Today’s May producer price index (PPI) numbers are only likely to reinforce this more dovish tilt, if as expected we see further evidence of slowing prices, with core prices set to fall below 3% for the first time in over three years. Headline PPI is expected to slow to 1.5%, down from 2.3%.
When Fed officials set out the 'skip' mindset in their numerous briefings since the decision in May to remove the line that signalled more rate hikes were coming, there was always a risk that this sort of pre-commitment might turn out to be problematic. So, while markets are fully expecting the Fed to announce no change today, Powell’s biggest challenge will be in keeping the prospect of a July rate hike a credible outcome, while at the same time outlining the Fed’s economic projections for the rest of the year, as well as for 2024. In their previous projections they expected unemployment to rise to a median target of 4.5% by the end of this year. Is that even remotely credible now given we are currently at 3.7%, while its core PCE inflation target is 3.6%, and median GDP is at 0.4%.

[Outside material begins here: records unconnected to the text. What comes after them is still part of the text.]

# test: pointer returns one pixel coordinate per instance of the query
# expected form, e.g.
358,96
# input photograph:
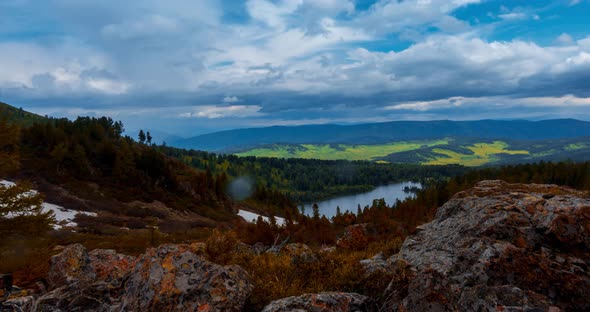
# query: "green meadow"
339,151
432,152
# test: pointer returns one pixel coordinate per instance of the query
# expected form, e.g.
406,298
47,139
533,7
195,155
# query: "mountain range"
386,132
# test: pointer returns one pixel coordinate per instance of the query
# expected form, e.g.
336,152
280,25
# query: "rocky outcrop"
71,266
498,247
325,302
300,253
167,278
171,278
354,237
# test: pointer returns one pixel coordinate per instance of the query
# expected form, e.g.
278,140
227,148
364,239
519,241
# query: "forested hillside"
305,180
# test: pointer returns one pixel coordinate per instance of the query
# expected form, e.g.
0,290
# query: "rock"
300,253
24,303
259,248
168,278
71,266
109,265
241,248
354,237
326,250
324,302
498,247
376,264
171,278
96,297
199,249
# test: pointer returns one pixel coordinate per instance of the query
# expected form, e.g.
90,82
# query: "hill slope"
379,133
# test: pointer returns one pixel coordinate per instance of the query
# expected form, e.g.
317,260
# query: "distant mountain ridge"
377,133
19,116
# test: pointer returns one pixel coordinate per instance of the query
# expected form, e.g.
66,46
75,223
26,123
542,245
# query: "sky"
187,67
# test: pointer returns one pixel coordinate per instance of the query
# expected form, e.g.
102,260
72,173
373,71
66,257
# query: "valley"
466,152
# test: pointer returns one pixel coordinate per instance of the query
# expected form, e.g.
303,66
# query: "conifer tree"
20,207
141,137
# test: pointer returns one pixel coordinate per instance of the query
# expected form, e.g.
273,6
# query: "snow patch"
63,216
252,217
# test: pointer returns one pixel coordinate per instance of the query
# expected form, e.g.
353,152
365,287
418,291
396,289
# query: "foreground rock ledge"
167,278
499,247
325,302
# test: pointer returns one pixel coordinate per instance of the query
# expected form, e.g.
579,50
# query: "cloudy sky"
194,66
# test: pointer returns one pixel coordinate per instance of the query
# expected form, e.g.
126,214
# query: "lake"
390,193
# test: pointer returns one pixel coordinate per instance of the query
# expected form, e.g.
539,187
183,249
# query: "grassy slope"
339,151
434,152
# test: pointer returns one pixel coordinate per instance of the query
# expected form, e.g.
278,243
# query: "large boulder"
110,266
299,253
323,302
498,247
167,278
171,278
354,237
71,266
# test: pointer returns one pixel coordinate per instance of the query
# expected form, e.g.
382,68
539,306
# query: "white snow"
252,217
63,216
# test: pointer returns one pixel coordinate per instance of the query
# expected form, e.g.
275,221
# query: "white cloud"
513,16
564,39
567,101
213,111
230,99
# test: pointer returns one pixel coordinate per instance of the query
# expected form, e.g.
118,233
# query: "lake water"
390,193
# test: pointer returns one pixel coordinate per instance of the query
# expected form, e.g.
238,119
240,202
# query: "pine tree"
20,207
141,137
316,211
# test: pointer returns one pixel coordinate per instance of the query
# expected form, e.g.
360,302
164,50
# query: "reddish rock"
354,237
71,266
499,247
171,278
109,265
300,253
323,302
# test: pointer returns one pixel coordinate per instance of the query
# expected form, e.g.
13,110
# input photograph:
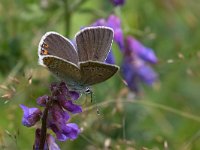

Before we get to the Fed meeting, the focus shifts back to the UK economy after yesterday’s unexpectedly solid April jobs data, as well as the sharp surge in wages growth, which prompted UK 2-year gilt yields to surge to their highest levels since 2008, up almost 25bps on the day. While unemployment slipped back to 3.8% as more people returned to the workforce, wage growth also rose sharply to 7.2%, showing once again the resilience of the UK labour market, and once again underlining the policy failures of the Bank of England in looking to contain an inflation genie that has got away from them.
This failure now has markets pricing in the prospect that we could see bank rate as high as 6% in the coming months, from its current 4.5%. The risk is that the Bank of England, stung by the fierce and deserved criticism coming its way, will now overreact at a time when inflation could start to come down sharply in the second half of this year.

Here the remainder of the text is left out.